The grave war danger in Syria is the direct product of a nearly decade-long proxy war for regime change waged since 2011 by the imperialist powers in Syria, backed by the Erdoğan government. The 2011 NATO war in Libya and the subsequent arming of Islamist militias against the Assad regime were the imperialist powers’ response to revolutionary uprisings in the working class that toppled imperialist-backed dictators in Egypt and Tunisia. Their goal was to undermine Russian and Iranian influence across the region, and to use Syria as a base for operations.

The fighting between Turkish and Syrian troops is the bloody outcome of the repeated maneuvers and strategic shifts carried out by the imperialist powers during this decade of war.

Initially, the imperialist powers led by Washington, the Persian Gulf oil sheikdoms and Turkey poured tens of thousands of Al Qaeda-linked Islamists into Syria, especially through Turkey—a process coordinated by the CIA that created the Islamic State of Iraq and Syria (ISIS), Washington’s own Frankenstein’s monster. In 2014, after ISIS invaded Iraq from Syria, threatening Washington’s Iraqi puppet state, the NATO powers launched a renewed intervention in Iraq and Syria in a so-called “war against ISIS.”

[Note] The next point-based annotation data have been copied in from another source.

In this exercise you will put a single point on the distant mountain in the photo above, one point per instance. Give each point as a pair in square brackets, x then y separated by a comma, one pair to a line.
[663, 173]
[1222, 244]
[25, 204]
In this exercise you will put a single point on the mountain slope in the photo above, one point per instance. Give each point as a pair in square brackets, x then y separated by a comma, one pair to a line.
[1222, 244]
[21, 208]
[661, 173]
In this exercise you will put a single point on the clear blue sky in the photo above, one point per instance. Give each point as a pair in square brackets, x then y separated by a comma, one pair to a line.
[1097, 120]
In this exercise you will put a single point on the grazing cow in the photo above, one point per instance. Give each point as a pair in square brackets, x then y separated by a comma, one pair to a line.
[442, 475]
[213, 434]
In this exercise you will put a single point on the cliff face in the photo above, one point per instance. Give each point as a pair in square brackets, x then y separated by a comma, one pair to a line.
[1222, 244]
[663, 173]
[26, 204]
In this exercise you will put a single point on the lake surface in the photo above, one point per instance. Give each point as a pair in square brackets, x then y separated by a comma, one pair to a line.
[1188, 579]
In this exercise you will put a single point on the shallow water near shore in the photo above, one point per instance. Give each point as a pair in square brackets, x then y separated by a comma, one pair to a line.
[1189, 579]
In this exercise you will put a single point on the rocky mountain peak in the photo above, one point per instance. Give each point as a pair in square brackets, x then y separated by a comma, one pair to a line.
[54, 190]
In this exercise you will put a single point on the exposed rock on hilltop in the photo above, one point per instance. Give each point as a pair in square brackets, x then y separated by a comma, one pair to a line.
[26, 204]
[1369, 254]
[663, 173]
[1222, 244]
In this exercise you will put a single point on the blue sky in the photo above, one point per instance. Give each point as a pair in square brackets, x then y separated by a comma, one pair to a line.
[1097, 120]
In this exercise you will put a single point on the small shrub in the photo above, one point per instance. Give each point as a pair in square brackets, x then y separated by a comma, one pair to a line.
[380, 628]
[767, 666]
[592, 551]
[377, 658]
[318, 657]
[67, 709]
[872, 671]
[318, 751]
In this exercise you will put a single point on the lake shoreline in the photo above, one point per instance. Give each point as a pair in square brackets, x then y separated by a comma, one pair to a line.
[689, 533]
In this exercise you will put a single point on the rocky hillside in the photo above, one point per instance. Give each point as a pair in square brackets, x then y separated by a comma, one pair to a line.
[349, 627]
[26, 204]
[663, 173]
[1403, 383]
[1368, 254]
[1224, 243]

With their Islamist allies in Syria divided and defeated, the imperialist powers made the Kurdish-nationalist People’s Protection Units (YPG) militia their main proxy force inside Syria. However, Ankara saw the YPG, linked to the Kurdistan Workers Party (PKK), against which Ankara has fought a bloody counterinsurgency in southeast Turkey for the last 35 years, as a fundamental threat to Turkey’s territorial integrity. Erdoğan moved closer to Moscow against the YPG, leading to the US- and German-backed coup attempt in July 2016 and to repeated Turkish incursions against the Kurdish forces in northern Syria.

Last year, Washington abandoned its Kurdish proxies in northern Syria, after which both Turkish and Syrian regime forces invaded the area. As the World Socialist Web Site warned at the time, “As the Syrian army backed by Iran marches north to meet Turkish invasion forces and their Al Qaeda-linked Syrian ‘rebel’ allies, the Middle East and the world are on the brink of all-out war. … Turkey has plunged into the maelstrom produced by three decades of imperialist war in the Middle East.”

While Moscow negotiated an unstable truce between Turkish and Syrian government forces in the region last year, this truce is now on the verge of collapse—notably as tensions surge between Turkey and Russia in Libya, where they are backing rival sides of the civil war triggered by the 2011 NATO war.

Above all, Washington is still escalating tensions in Syria as it threatens Iran with a region-wide war. It continues to occupy the oil and gas fields of Syria’s northeastern Deir Ezzor province with its YPG proxies and has inflamed tensions throughout the region with its drone murder of Iranian General Qassem Suleimani on January 3 in Baghdad. These policies, part of a large-scale preparation for “great power” conflict with Russia and China across the Middle East are bringing the world to the brink of all-out war between nuclear-armed powers.